Consider the range of contingencies that now define the region: the protection of energy routes, the security of undersea communication cables, the defence of island territories, and the management of crises in politically unstable coastal states. Add to this the growing frequency of natural disasters, from cyclones in the Bay of Bengal to humanitarian emergencies across the Indo-Pacific. In each case, speed, scale, and self-sufficiency are paramount. Few platforms offer that combination as effectively as LPDs.
The utility of such vessels extends well beyond war. They are, in effect, instruments of statecraft. Equipped with hospitals, helicopters, and command centres, LPDs can function as floating relief hubs, evacuation platforms, and symbols of reassurance. For a country with one of the world’s largest diasporas and an expanding diplomatic footprint, the ability to evacuate citizens from conflict zones or deliver aid in times of crisis is a necessity.
Other navies have already embraced this logic. Italy’s Trieste (LHD), commissioned in December 2024, exemplifies the modern conception of amphibious power. It is not merely a ship but a system capable of integrating air, sea, and land operations into a coherent whole. The Indian Navy’s new LPDs, while unlikely to match Trieste, are clearly inspired by the same philosophy.
India’s move towards amphibious capability does not imply an abandonment of traditional strengths in sea denial or deterrence. Rather, it complements them. Maritime supremacy in the 21st century will belong not to those who can merely control the seas, but to those who can seamlessly translate that control into influence ashore.
With four LPDs in service, India would gain the ability to conduct sustained amphibious operations, reinforce distant territories, and establish mobile command hubs in times of conflict. More subtly, it would acquire a capacity to shape events across the Indian Ocean rather than merely react to them.

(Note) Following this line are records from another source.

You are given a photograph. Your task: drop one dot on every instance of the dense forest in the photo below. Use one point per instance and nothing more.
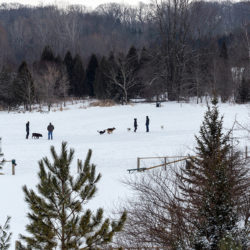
(169, 50)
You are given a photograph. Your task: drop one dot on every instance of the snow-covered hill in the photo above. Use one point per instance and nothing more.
(113, 154)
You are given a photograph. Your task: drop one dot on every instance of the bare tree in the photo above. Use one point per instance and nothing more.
(46, 81)
(122, 75)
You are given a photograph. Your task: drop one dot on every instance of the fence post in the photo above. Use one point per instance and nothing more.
(13, 169)
(78, 169)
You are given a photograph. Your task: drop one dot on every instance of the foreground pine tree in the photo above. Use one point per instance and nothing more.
(214, 185)
(5, 236)
(57, 217)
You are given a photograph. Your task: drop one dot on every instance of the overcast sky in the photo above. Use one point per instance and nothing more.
(89, 3)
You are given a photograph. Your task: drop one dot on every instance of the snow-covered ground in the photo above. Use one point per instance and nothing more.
(113, 154)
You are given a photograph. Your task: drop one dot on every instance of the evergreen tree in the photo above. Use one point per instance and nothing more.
(213, 184)
(91, 74)
(5, 236)
(57, 217)
(223, 51)
(47, 54)
(23, 87)
(243, 91)
(78, 77)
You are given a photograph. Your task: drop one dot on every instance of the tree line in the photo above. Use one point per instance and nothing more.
(202, 204)
(169, 49)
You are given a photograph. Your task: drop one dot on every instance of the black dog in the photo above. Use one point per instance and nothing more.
(101, 132)
(36, 135)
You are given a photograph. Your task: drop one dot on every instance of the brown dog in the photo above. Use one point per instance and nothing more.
(110, 130)
(36, 135)
(101, 132)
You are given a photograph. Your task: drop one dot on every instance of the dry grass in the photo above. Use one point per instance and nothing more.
(102, 103)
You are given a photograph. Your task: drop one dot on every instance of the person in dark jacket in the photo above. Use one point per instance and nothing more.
(135, 124)
(50, 129)
(27, 130)
(147, 124)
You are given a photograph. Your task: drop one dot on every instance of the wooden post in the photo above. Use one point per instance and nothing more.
(13, 168)
(78, 169)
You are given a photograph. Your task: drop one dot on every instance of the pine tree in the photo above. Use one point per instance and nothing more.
(223, 51)
(91, 74)
(57, 217)
(213, 184)
(47, 54)
(5, 236)
(243, 91)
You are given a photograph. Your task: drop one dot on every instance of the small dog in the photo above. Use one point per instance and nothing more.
(36, 135)
(110, 130)
(101, 132)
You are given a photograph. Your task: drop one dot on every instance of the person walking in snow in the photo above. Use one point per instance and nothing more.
(147, 124)
(135, 124)
(50, 129)
(27, 129)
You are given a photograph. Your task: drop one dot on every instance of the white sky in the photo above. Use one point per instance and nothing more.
(89, 3)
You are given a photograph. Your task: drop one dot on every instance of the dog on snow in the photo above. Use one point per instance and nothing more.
(101, 132)
(110, 130)
(36, 135)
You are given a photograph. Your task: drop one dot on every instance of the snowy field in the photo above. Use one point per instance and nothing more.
(113, 154)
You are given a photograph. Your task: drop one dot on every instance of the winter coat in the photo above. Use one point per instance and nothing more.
(27, 127)
(135, 123)
(50, 128)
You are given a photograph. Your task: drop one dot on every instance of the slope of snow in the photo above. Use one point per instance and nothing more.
(113, 154)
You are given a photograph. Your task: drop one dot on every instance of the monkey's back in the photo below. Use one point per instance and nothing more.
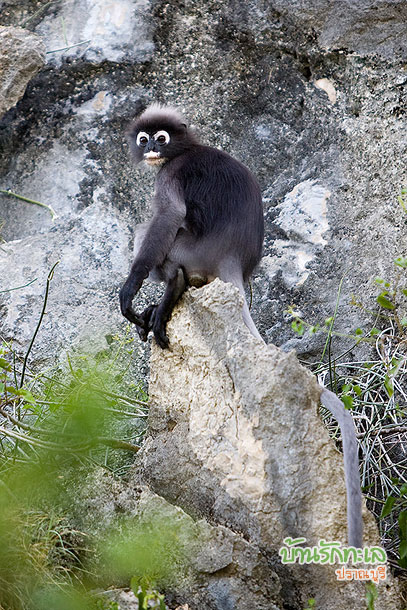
(223, 204)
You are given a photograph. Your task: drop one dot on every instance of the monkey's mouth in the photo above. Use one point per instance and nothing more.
(153, 158)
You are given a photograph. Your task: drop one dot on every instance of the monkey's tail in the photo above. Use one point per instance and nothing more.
(351, 463)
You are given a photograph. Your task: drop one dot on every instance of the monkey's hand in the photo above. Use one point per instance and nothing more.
(126, 295)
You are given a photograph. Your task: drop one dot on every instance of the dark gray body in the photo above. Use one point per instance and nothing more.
(207, 222)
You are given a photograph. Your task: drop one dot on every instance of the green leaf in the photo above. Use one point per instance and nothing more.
(297, 326)
(388, 507)
(4, 364)
(28, 397)
(388, 384)
(403, 549)
(403, 524)
(384, 301)
(357, 389)
(347, 401)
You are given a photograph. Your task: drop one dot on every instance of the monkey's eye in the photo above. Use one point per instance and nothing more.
(142, 139)
(162, 137)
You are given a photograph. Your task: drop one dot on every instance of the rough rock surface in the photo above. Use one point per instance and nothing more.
(235, 437)
(22, 55)
(310, 95)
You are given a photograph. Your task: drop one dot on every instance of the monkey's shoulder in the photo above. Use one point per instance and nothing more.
(202, 162)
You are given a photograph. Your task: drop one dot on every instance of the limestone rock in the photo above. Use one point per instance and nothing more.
(22, 55)
(236, 438)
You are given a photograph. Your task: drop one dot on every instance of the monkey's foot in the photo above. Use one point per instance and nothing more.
(160, 334)
(197, 280)
(146, 322)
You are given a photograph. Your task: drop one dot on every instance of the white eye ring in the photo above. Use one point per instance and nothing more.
(140, 135)
(160, 134)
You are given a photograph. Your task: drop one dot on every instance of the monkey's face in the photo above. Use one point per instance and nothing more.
(159, 138)
(153, 146)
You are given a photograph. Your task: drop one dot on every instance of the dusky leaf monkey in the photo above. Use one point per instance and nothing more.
(207, 222)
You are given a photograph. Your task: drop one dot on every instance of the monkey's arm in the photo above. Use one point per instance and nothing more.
(160, 235)
(351, 464)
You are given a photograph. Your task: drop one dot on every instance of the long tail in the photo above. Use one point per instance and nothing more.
(351, 464)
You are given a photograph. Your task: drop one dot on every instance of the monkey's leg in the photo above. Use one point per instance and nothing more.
(231, 275)
(175, 287)
(351, 464)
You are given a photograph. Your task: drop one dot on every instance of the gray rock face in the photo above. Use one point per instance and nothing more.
(310, 95)
(22, 55)
(236, 438)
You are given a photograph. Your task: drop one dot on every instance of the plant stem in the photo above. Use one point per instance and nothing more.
(10, 193)
(49, 278)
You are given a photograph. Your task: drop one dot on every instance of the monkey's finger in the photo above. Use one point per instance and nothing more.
(142, 333)
(161, 338)
(131, 315)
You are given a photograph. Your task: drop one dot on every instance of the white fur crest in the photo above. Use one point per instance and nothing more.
(159, 112)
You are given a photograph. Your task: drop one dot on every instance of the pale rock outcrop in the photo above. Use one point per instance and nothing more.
(235, 437)
(22, 55)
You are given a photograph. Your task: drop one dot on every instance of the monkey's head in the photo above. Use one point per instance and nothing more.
(158, 135)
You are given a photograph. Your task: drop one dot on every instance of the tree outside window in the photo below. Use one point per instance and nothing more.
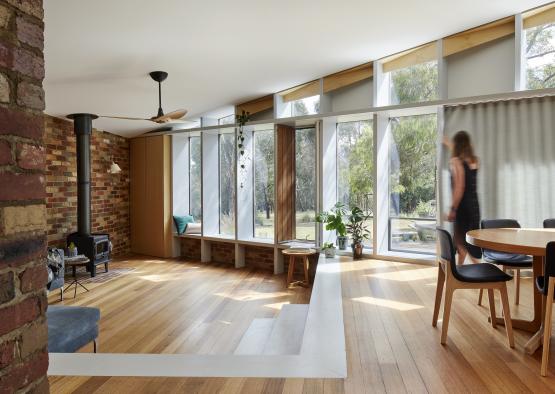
(355, 167)
(264, 184)
(412, 183)
(227, 179)
(540, 57)
(414, 84)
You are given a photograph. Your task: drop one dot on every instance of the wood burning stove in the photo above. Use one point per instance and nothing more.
(96, 247)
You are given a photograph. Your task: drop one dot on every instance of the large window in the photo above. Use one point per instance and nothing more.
(355, 167)
(229, 119)
(226, 146)
(263, 184)
(306, 106)
(305, 181)
(412, 184)
(540, 57)
(195, 179)
(414, 84)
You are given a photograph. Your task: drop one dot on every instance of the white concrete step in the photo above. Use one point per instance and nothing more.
(288, 330)
(255, 338)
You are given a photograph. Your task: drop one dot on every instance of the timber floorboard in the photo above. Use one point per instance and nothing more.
(387, 311)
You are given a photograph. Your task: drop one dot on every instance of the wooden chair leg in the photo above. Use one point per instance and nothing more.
(517, 286)
(446, 313)
(547, 326)
(439, 294)
(507, 315)
(290, 270)
(492, 308)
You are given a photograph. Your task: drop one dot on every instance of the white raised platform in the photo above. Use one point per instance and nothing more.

Whether this ambition is realised will depend on execution. India’s defence procurement process is notoriously slow, and the integration of such complex platforms will test both industry and doctrine. Yet the strategic logic is compelling. In an era defined by grey-zone conflicts, contested commons, and fluid alliances, flexibility is power.
The revival of the LPD programme is a statement of intent. India, long a continental power with maritime aspirations, is beginning to act like a truly amphibious state that understands that the line between sea and land is no longer a boundary, but a bridge.
(The author is a retired naval aviation officer and a defence and geopolitical analyst. Views personal.)